Irmã Henriqueta e dom Luis Azcona (1940-2024), bispo emérito do Marajó, foram os primeiros a denunciar a exploração sexual de crianças e adolescentes no arquipélago, por volta de 2007.
Depois das denúncias, foram instaladas duas CPIs, uma na Assembleia Legislativa, em Belém, e uma no Congresso, em Brasília.
Eram os tempos das "meninas balseiras", como eram chamadas as garotas que navegavam nas balsas para tentar trocar açaí por diesel junto a tripulantes de navios e acabavam alvo de violência sexual.
Hoje, a expressão é desaconselhada, por culpabilizar as crianças por uma situação em que elas são, na verdade, vítimas.
Mas as fake news seguem ancoradas nesse histórico.
Segundo promotores, o combate a tais crimes se intensificou, e hoje prevalecem casos de abuso dentro das famílias.
Isso traz outras complicações devido à geografia singular do Marajó, diz Bezerra.
De acordo com o promotor, o Estado precisa se esforçar para chegar, fisicamente, às populações vulneráveis.
Há comunidades ribeirinhas e rurais que ficam a 12 horas de barco do centro da cidade, exemplifica. "Os rios são as nossas ruas."
Uma das ações do Ministério Público é a 'Navegue e Não Naufrague', em que promotores, psicólogos e assistentes sociais vão a escolas para fazer palestras para crianças e adolescentes. Nós ensinamos sobre o fluxo de denúncia. Harrison Bezerra promotor de Breves

O que está por trás da narrativa
Luce Lobato, uma das assistentes sociais de Breves, conta que o fluxo de denúncias de abuso sexual de menores é complicado devido a dificuldades logísticas no Marajó.
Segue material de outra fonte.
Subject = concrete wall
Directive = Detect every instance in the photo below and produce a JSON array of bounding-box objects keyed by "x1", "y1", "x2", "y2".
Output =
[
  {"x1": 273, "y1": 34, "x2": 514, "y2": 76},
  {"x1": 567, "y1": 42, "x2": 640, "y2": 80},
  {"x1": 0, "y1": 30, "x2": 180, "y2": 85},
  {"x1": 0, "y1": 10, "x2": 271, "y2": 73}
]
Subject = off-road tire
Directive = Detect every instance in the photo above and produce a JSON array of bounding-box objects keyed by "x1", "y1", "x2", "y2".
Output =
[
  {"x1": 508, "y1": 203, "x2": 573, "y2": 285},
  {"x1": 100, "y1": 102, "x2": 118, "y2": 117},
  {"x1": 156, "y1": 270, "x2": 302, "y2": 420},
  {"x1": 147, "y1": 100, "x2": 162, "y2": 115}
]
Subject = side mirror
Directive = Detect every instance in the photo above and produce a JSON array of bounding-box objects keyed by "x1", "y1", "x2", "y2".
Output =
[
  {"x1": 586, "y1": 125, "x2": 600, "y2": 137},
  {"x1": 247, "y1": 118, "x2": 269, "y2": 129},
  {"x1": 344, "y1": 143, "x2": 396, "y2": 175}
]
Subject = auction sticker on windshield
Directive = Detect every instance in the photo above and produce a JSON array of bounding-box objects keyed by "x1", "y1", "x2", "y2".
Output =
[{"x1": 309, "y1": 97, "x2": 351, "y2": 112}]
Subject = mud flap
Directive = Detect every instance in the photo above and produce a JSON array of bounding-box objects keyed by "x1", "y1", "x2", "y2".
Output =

Ela diz que, junto a outras lideranças, buscou identificar o que era fake news entre as narrativas que viralizaram sobre o arquipélago.
"Teve a história da ministra de que as crianças não usavam calcinha [e por isso seriam vítimas de abuso sexual]. Tudo isso. É uma fala idiota? É uma fala idiota, mas o que que ela quer? Porque ela não fala isso do nada, ela tem uma intenção", afirma.
Marajoaras ouvidos pela reportagem relatam que o Abrace o Marajó e os vídeos virais sobre o arquipélago não tiveram impacto nas políticas públicas.
Ao contrário, serviram para impulsionar campanhas pedindo Pix para igrejas e institutos particulares em prol do Marajó.
O Marajó se tornou um "destino" de diversas missões evangélicas. Atraiu influenciadores como Guilherme Batista, que lidera viagens de voluntários a um custo de R$ 1.600 para entregar cestas básicas e brinquedos.
A incursão de 2025 foi, segundo o IDE (Instituto de Desenvolvimento Evangelístico), "a maior ação evangelística missionária já realizada na Ilha do Marajó".
O instituto tem uma campanha chamada "Adote um ribeirinho", cujas madrinhas são Aymeê Rocha e Michelle Bolsonaro.